“I forgot you didn’t know,” and Ruth told him of Grand’mère Bergues’ tree. “When I convinced her at last,” Ruth added, “that the Boche had broken through and were coming again, she had a stroke; but even so she would not let us carry her until I had brought her a twig of the tree—a twig which was green, and budding, and had sap, though last year the Boche called that tree destroyed. That now must be her triumph.”

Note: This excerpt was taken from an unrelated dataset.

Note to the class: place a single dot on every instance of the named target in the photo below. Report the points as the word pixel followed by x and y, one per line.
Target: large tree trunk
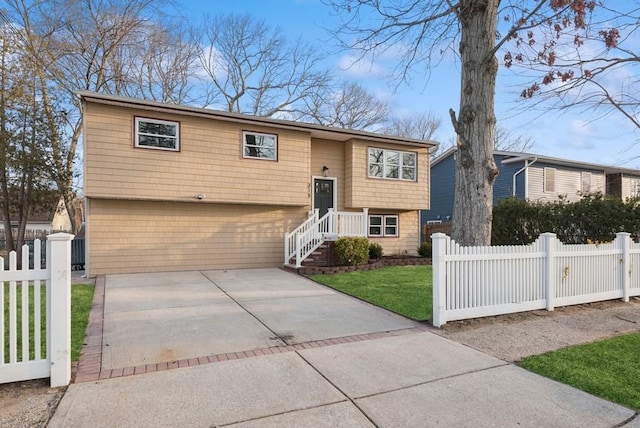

Ruth restarted the motor and, when they proceeded, Gerry sat without inquiring again of what dangerous, indefinite business this girl was going to do. While he watched her driving, a queer, pulling sensation pulsed in his breast; it associated itself with a vision of a young Englishman, who now undoubtedly was dead, standing behind this girl while she played a little organ with three octaves and they all sang. This was not jealousy, exactly; it was simply recognition of a sort of fellowship which she could share which he would have liked to have discovered himself. It suggested not something more than he had had with Agnes Ertyle; but something quite different and which he liked. He tried to imagine Agnes playing, and singing Clementine, and Wait for the Wagon; and—he couldn’t. He tried to imagine her crying because someone had called to her, “Good old England”; and he couldn’t. Agnes cried over some things—children who were brought to her and badly wounded boys who died. But Agnes could have told him all that Cynthia had without any emotion at all. Agnes would have told it quite differently, of course.

They were coming in sight of a flying field. “Let me off here, please,” Gerry asked when they were opposite it.

When Ruth stopped the car Gerry called for one of the old Frenchmen to give him a shoulder and he stepped down. “You don’t need much leg muscle to fly,” he assured Ruth when she observed him anxiously. “If I can’t steal a ship over there, at least they’ll take care of me.” He hesitated, looking up at her, unable simply to thank her for what she had done.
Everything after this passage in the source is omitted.